As a part of the class, each Active Panther Partner, a major from the Department of Health and Sport Sciences, will undergo training from instructors regarding working with neurodiverse students. Each student within the Bridges program is paired with an Active Panther Partner and they meet twice a week to exercise together. Physical activities focus on cardio and weight training, but also include yoga and sports like badminton, pickleball and basketball.
This partnership aims to increase confidence and self-esteem and promote positive attitudes toward physical activity, providing scaffolding for individuals to acquire skills at a recreational level. “The course is repeatable, so we welcome continued participation and encourage students to engage in additional campus offerings and other physical activity and fitness courses,” said Anne Gibbone, EdD, associate professor of Health and Sports Sciences at Adelphi.

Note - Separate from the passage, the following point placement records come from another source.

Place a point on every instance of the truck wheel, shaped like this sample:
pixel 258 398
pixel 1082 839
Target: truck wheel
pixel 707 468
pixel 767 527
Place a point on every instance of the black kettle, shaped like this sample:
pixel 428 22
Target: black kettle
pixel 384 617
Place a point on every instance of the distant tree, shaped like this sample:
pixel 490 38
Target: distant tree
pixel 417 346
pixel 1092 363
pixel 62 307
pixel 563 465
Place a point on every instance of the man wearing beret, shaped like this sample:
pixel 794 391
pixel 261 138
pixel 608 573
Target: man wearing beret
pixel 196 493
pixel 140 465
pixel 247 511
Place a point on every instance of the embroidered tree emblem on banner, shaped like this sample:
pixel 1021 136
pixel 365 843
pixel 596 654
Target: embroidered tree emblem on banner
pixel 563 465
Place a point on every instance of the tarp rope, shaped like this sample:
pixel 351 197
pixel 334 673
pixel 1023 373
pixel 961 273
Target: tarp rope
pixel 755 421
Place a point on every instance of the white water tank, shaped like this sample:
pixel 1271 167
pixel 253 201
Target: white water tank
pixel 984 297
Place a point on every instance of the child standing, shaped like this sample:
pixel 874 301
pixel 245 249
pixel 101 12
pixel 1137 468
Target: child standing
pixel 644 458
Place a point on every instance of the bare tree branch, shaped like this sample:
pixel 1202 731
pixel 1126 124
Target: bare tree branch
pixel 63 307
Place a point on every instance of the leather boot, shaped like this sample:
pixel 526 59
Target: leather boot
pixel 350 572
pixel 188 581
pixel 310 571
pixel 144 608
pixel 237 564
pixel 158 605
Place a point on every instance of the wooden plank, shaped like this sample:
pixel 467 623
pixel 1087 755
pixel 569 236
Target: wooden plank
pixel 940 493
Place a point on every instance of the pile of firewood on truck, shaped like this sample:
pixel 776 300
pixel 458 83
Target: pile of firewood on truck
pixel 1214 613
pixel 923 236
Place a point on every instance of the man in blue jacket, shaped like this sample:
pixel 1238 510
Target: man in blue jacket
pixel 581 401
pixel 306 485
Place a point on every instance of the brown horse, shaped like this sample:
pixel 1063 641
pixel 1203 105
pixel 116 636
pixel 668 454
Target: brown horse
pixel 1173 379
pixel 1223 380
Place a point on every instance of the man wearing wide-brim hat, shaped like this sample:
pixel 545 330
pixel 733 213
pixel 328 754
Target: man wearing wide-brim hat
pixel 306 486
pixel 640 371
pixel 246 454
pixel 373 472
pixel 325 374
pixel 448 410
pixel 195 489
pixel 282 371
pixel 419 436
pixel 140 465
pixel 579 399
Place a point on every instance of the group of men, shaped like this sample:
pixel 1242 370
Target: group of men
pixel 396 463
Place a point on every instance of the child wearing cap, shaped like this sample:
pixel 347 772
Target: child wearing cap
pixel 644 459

For students in Bridges to Adelphi, the program helps create a smoother transition from high school to university settings and promotes a more positive, successful way to be active. The physical activity coaches are learning to better work with a range of differing abilities and neurodiversity.
The Active Panther Partners program, first piloted in 2017, was conceptualized by Professor Gibbone, Paul Rukavina, PhD, professor and coordinator of Adelphi’s Physical Education and Physical Activity Studies programs; Ellen Kowalski, PhD, associate professor of Health and Sport Sciences; and Emilia Zarco, MD, associate professor and department chair of Health and Sport Sciences. The four met with Mitch Nagler, MA ’06, director of Bridges to Adelphi, to bring the program to life.
“This collaborative program highlights how we are able to transform lives through peer mentoring while creating a model for diversity and inclusion,” said Dr. Rukavina.
This fall, 12 Active Panthers (peer mentors) and 14 Bridges students were enrolled in the program supervised by Dr. Gibbone and Jeremy Cash. The program, which will continue in the spring semester, has received grants from Adelphi’s Women’s Giving Circle and the Allison Keller Education Technology Program.